0

Currently I am learning about Markov chains. In the solution of a problem I find the following statement.

$$ \mathbb{P}\left(X_4=2 \mid X_3 \neq 0, X_2 \neq 0, X_1 \neq 0, > X_0=2\right) $$ Using the definition of conditional probability, we can rewrite this as $$ \frac{\mathbb{P}\left(X_4=2, X_3 \neq 0, X_2 > \neq 0, X_1 \neq 0 \mid X_0=2\right)}{\mathbb{P}\left(X_3 \neq 0, X_2 > \neq 0, X_1 \neq 0 \mid X_0=2\right)} . $$

Unfortunately I don't see how the rule of conditional probability is applied here.

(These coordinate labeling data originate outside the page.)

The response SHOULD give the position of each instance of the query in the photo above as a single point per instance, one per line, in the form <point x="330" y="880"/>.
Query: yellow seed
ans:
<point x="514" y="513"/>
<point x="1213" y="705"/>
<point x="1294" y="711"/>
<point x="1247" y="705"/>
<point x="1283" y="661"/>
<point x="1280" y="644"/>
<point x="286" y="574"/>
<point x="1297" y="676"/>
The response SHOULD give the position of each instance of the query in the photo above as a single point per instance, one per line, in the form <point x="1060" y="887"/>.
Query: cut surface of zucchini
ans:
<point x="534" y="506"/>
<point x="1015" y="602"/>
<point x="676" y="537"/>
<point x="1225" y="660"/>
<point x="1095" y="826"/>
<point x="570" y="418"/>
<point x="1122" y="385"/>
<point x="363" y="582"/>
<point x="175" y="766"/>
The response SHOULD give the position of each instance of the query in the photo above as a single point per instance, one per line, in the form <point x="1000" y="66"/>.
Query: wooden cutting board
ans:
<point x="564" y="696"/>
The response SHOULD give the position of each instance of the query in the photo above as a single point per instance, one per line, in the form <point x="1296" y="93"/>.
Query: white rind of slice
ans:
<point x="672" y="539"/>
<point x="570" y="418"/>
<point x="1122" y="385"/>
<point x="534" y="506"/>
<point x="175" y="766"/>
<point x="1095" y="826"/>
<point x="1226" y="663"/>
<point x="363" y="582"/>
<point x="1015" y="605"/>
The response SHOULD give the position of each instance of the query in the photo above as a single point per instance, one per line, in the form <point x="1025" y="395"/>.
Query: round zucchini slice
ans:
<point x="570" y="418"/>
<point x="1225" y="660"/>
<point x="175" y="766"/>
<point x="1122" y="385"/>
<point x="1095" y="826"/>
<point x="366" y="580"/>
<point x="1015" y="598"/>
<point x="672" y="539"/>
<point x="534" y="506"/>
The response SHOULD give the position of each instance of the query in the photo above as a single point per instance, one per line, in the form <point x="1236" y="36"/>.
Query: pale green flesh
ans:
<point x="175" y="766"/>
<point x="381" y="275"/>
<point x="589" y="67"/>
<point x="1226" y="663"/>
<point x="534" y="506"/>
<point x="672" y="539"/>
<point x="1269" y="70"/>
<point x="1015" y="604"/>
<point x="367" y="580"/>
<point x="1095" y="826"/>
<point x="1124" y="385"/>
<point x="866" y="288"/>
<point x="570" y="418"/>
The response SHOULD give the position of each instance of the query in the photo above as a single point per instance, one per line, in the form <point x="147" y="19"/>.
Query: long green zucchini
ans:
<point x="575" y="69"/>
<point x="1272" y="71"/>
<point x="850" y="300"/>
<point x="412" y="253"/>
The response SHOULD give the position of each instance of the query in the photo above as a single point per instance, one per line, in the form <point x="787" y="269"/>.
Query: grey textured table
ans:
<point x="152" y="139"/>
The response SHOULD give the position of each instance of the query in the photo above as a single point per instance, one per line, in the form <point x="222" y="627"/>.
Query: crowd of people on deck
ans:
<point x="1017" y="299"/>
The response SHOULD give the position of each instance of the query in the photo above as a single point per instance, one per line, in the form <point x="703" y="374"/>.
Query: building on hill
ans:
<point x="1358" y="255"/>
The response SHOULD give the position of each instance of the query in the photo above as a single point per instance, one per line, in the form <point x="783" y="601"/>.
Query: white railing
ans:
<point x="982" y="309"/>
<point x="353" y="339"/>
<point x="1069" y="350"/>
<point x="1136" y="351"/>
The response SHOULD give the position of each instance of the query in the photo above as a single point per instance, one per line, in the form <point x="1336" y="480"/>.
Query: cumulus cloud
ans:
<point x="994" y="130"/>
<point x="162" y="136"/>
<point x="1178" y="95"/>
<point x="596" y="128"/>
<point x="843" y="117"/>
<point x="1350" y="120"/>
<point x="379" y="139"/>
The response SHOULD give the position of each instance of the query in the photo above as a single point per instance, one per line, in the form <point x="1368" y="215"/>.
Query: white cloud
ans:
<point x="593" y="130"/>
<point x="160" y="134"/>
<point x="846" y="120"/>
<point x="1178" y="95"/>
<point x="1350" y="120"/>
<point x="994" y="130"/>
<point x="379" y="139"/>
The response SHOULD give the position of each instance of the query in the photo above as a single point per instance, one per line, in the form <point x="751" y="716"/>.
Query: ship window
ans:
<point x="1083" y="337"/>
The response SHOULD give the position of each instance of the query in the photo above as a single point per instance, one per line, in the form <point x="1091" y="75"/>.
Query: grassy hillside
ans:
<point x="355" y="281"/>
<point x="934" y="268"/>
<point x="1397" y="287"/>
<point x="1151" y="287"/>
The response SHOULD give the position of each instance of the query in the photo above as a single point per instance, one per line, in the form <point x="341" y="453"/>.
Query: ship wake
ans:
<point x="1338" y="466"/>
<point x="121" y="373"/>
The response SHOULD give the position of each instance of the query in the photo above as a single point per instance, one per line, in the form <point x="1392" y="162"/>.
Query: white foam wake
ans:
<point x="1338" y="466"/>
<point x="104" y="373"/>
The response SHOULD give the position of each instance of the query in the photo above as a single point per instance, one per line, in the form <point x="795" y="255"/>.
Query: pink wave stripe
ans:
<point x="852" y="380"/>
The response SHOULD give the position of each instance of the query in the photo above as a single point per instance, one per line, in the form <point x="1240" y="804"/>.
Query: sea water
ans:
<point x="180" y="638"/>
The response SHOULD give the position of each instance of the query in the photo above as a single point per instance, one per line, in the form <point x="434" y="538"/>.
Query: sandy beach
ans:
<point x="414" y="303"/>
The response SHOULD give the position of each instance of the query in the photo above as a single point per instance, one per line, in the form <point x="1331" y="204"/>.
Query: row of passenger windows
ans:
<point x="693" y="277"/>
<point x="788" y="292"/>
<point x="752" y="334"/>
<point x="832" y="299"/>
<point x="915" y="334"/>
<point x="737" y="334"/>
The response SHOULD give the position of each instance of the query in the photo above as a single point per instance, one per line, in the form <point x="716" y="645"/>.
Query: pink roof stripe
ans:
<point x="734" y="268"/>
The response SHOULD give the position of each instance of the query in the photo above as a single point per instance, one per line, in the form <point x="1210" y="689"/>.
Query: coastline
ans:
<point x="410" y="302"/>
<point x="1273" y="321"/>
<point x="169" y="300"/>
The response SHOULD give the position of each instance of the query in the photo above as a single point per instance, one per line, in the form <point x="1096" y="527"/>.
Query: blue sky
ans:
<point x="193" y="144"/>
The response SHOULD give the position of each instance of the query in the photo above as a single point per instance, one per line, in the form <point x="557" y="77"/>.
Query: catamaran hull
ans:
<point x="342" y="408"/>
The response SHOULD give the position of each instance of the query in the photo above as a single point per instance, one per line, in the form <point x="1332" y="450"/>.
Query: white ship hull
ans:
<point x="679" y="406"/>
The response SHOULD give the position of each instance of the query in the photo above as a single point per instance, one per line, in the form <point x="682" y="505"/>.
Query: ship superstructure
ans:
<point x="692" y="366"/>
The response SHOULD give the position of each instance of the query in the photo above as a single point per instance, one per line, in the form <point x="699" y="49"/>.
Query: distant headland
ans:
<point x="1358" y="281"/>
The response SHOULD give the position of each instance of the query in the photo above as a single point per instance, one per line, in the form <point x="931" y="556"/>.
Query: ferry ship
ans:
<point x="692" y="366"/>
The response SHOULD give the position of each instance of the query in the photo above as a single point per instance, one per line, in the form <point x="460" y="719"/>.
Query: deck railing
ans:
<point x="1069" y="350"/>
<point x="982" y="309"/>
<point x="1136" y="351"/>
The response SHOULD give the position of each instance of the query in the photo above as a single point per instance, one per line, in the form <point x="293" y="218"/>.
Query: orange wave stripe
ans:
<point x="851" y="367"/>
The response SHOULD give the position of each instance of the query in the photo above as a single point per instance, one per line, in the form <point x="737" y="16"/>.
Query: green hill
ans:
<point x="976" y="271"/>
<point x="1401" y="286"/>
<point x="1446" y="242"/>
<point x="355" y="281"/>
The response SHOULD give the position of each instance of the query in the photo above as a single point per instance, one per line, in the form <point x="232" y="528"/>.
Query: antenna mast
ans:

From my knowlegde the law of conditional probability is as follows:

$P(A \mid B)=\frac{P(A \cap B)}{P(B)}$

Following this rule I would say that:

$A: X_4=2$

$B: X_3 \neq 0, X_2 \neq 0, X_1 \neq 0, X_0=2$

Question: Why is the condition placed the way it is in the solution?

Tim
  • 684

1 Answers1

1

Notice that the following is true:

$$\frac{P(A,B|C)}{P(B|C)} = \frac{\frac{P(A,B,C)}{P(C)}}{\frac{P(B,C)}{P(C)}} = \frac{P(A,B,C)}{P(B,C)}$$

so their form is equivalent to what you propose should be done.